Utilisation des flux pour lire les fichiers OGG avec OpenAL
Date de publication : 07/05/2007 , Date de mise à jour : 07/05/2007
Par
Laurent Gomila (Autres articles)
Dans ce tutoriel nous nous intéresserons à l'utilisation des flux audio avec OpenAL, et à leur application à la
lecture de musiques au format OggVorbis.
1. Introduction
2. Ouverture et fermeture du fichier ogg
3. Lecture des échantillons depuis le fichier OGG
4. Alimenter un son pendant sa lecture
5. Conclusion
1. Introduction
Si vous avez bien suivi le tutoriel d'introduction, vous savez charger un son dans un tampon et le jouer à
l'aide d'une source sonore. Cette technique sera très efficace pour des sons courts de type impacts, bruits de pas, etc.
Mais comment faire pour lire des musiques de plusieurs minutes, occupant plusieurs dizaines de mégas en mémoire une
fois décompressées ? Ou encore pour lire un son arrivant au fur et à mesure, par exemple d'internet ou du réseau
local ? La solution tient dans ce que l'on appelle les flux (stream en anglais), et permettra d'alimenter
une source sonore au fur et à mesure plutôt qu'avec un tampon contenant la totalité du son.

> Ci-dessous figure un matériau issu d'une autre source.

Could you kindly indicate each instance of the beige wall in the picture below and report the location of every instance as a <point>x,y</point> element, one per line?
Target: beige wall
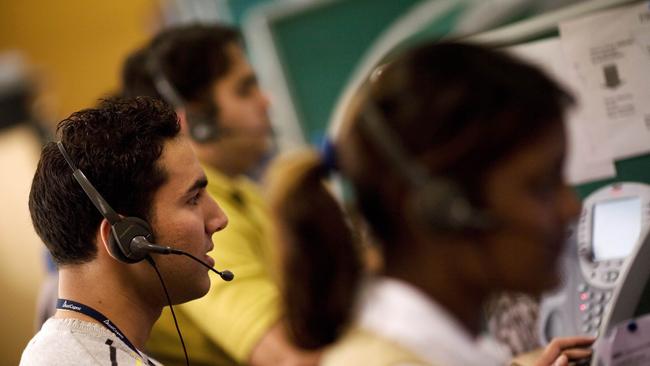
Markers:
<point>77,47</point>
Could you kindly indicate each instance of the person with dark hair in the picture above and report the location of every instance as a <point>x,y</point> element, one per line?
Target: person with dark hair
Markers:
<point>202,71</point>
<point>454,153</point>
<point>133,153</point>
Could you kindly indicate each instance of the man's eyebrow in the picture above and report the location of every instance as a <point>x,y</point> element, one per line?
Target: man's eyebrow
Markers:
<point>198,184</point>
<point>248,80</point>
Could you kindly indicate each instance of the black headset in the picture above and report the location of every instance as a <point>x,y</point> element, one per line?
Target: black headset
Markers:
<point>438,202</point>
<point>131,239</point>
<point>202,122</point>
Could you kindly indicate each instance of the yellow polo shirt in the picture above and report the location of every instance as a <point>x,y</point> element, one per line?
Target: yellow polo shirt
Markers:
<point>233,316</point>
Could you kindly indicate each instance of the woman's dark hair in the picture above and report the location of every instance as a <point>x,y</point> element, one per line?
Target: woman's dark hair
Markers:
<point>117,146</point>
<point>458,110</point>
<point>320,261</point>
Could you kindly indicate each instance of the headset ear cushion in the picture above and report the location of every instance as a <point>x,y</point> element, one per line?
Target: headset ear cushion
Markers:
<point>122,234</point>
<point>440,206</point>
<point>202,126</point>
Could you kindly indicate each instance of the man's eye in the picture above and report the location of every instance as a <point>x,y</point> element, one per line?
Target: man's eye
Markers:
<point>195,199</point>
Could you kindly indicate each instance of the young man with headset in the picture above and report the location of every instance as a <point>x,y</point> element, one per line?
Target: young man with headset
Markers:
<point>121,185</point>
<point>203,72</point>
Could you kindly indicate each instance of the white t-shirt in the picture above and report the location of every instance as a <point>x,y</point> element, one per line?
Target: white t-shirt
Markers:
<point>397,311</point>
<point>74,342</point>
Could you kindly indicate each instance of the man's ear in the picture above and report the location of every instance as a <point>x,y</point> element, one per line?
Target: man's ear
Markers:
<point>182,118</point>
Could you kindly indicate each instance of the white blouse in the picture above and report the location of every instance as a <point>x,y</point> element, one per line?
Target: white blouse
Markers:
<point>400,312</point>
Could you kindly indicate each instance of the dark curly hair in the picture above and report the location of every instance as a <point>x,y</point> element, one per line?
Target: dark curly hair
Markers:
<point>116,145</point>
<point>192,57</point>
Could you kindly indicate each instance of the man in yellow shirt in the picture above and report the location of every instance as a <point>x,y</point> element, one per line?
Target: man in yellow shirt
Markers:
<point>203,72</point>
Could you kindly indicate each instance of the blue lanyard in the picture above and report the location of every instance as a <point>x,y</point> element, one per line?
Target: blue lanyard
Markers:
<point>65,304</point>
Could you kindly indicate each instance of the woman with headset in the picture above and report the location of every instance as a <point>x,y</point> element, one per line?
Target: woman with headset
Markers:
<point>454,155</point>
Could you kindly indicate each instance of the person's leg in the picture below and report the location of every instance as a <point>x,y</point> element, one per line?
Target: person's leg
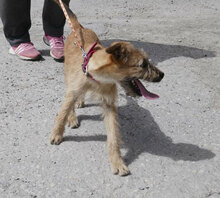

Nous allons ici illustrer ce procédé avec la lecture de musiques au format OGG (OggVorbis). Pour les rares qui ne
le connaissent pas encore, le format OggVorbis est l'équivalent gratuit des MP3. Gratuit car il n'y a aucun brevet
sur le format, et donc aucune histoire de droits pour le décoder. De plus, une bibliothèque de décodage open-source
est fournie sur le site officiel.
2. Ouverture et fermeture du fichier ogg
Tout d'abord rendez-vous sur le site officiel de OggVorbis :
www.vorbis.com pour y télécharger la bibliothèque qui servira à décoder les
fichiers OGG. Cliquez sur "développeurs", puis "downloads" dans le menu de gauche pour accéder à la page de
téléchargements. Ici plusieurs bibliothèques et outils sont disponibles, mais tout ce qui nous intéresse
sont les deux premières bibliothèques : libogg et libvorbis. Les fichiers compilés ne sont pas fournis, mais tout est
fait pour que vous puissiez compiler ces deux bibliothèques en un clic. Sous Windows pas exemple, les fichiers
Visual C++ 6 sont fournis, ainsi que des .bat pour compiler directement.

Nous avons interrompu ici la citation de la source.